DEC offers tips to help prevent encounters with black bears
link to complete article is here: http://www.catskillsnews.com/News/2009/June09/02/bears-02Jun09.html
ALBANY – The state Department of Environmental Conservation Monday reminded campers, hikers and homeowners to take precautions against unwanted encounters with black bears while enjoying the outdoors.
There are between 1,800 and 2,500 bears living in the southern bear range, which includes the Catskills and parts of central and western New York. Bear populations, particularly in the southern bear range, have been increasing in number and expanding in distribution over the past decade.
Black bears will become a nuisance and can cause significant damage if they believe they can obtain an easy meal from bird feeders, garbage cans, dumpsters, barbecue grills, tents, vehicles, out-buildings or houses. When bears learn to obtain food from human sources, their natural foraging habits and behavior are changed.
Once a bear becomes a problem, DEC is often asked to intervene. However, bear relocations are rarely effective at solving the problem. Relocated bears often return to their original capture site or simply continue their bad habits at a new location.
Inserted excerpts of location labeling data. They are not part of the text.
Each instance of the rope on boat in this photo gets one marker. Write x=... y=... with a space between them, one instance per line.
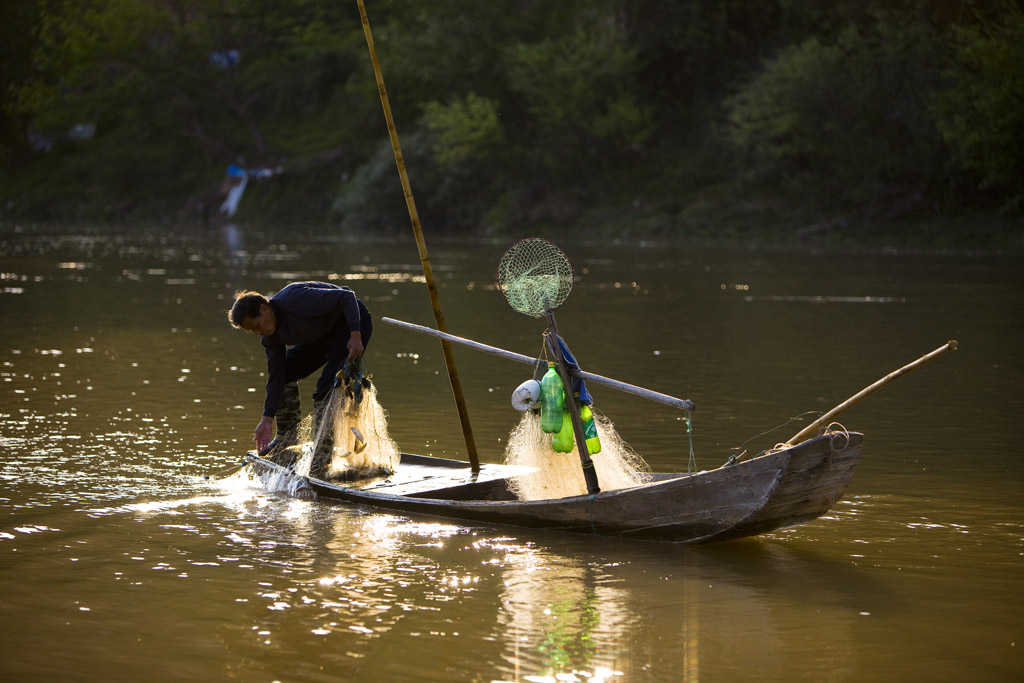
x=691 y=467
x=733 y=459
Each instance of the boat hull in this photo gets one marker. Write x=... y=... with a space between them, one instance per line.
x=771 y=492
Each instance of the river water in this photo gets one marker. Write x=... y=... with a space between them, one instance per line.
x=130 y=550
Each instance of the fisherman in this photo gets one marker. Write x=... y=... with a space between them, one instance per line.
x=302 y=327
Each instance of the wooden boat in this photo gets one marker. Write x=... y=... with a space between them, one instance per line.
x=778 y=489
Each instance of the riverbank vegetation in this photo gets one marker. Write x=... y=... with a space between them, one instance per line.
x=832 y=120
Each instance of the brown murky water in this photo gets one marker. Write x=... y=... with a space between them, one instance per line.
x=123 y=389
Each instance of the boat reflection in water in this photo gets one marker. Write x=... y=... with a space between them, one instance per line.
x=453 y=599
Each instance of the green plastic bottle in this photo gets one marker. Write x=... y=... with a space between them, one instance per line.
x=590 y=429
x=564 y=438
x=552 y=400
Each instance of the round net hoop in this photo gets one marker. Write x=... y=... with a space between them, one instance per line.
x=535 y=276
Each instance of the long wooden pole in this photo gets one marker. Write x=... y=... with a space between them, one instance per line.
x=428 y=274
x=824 y=419
x=683 y=403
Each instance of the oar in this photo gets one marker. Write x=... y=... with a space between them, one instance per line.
x=826 y=418
x=683 y=403
x=414 y=217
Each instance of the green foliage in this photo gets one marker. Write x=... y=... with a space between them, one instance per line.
x=847 y=122
x=577 y=90
x=981 y=112
x=466 y=129
x=513 y=114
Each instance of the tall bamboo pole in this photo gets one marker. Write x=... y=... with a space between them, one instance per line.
x=414 y=216
x=813 y=428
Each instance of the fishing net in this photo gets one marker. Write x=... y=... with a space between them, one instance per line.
x=353 y=432
x=535 y=276
x=559 y=474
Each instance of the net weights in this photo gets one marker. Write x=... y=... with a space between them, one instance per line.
x=536 y=276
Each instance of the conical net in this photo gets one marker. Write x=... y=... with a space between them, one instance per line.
x=560 y=474
x=535 y=276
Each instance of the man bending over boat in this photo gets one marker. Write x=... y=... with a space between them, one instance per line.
x=302 y=327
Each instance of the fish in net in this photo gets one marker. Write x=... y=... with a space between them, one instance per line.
x=346 y=438
x=553 y=474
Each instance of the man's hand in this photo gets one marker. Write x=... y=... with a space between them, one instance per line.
x=263 y=433
x=354 y=345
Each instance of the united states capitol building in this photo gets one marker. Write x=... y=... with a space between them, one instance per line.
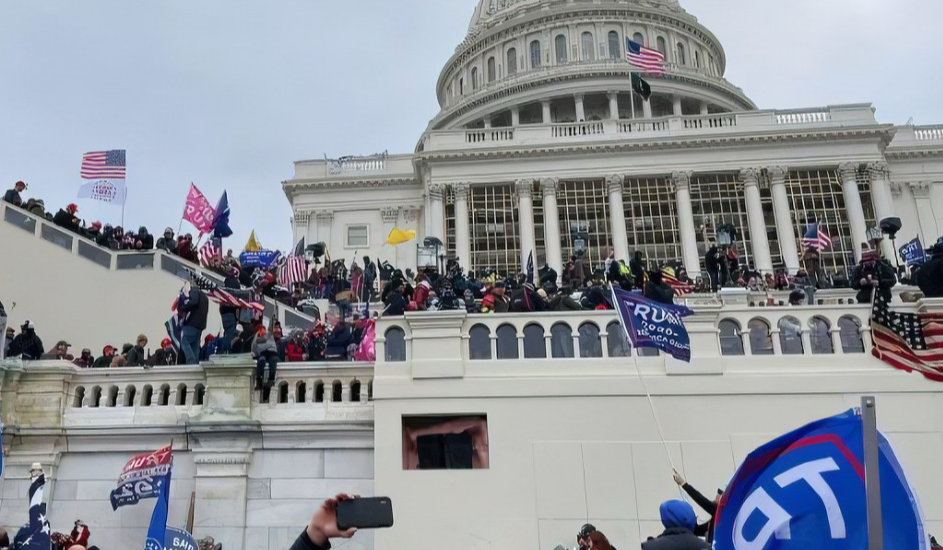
x=539 y=147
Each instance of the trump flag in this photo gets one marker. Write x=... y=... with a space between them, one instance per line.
x=806 y=490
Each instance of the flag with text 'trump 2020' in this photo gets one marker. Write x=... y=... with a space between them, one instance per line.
x=806 y=490
x=649 y=324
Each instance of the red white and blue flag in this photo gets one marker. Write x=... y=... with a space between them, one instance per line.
x=647 y=59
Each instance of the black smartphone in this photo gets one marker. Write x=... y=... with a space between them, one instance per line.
x=365 y=513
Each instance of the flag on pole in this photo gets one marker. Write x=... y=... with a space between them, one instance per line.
x=647 y=59
x=649 y=324
x=104 y=172
x=199 y=211
x=816 y=238
x=641 y=86
x=908 y=341
x=807 y=490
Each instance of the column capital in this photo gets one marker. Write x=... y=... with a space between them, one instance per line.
x=614 y=183
x=461 y=190
x=436 y=191
x=389 y=215
x=777 y=174
x=878 y=169
x=750 y=177
x=524 y=188
x=848 y=171
x=682 y=180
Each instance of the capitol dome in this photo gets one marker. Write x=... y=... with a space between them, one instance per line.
x=556 y=61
If the circumstances that led to the original problem are not corrected, other bears will quickly be attracted to the site and the problems will persist. Bears that become accustomed to obtaining food from humans will often become bold and assertive in their quest for food, potentially leading to property damage or dangerous situations for humans. Unfortunately, this often results in DEC having to euthanize the bear, echoing the adage, "a fed bear is a dead bear."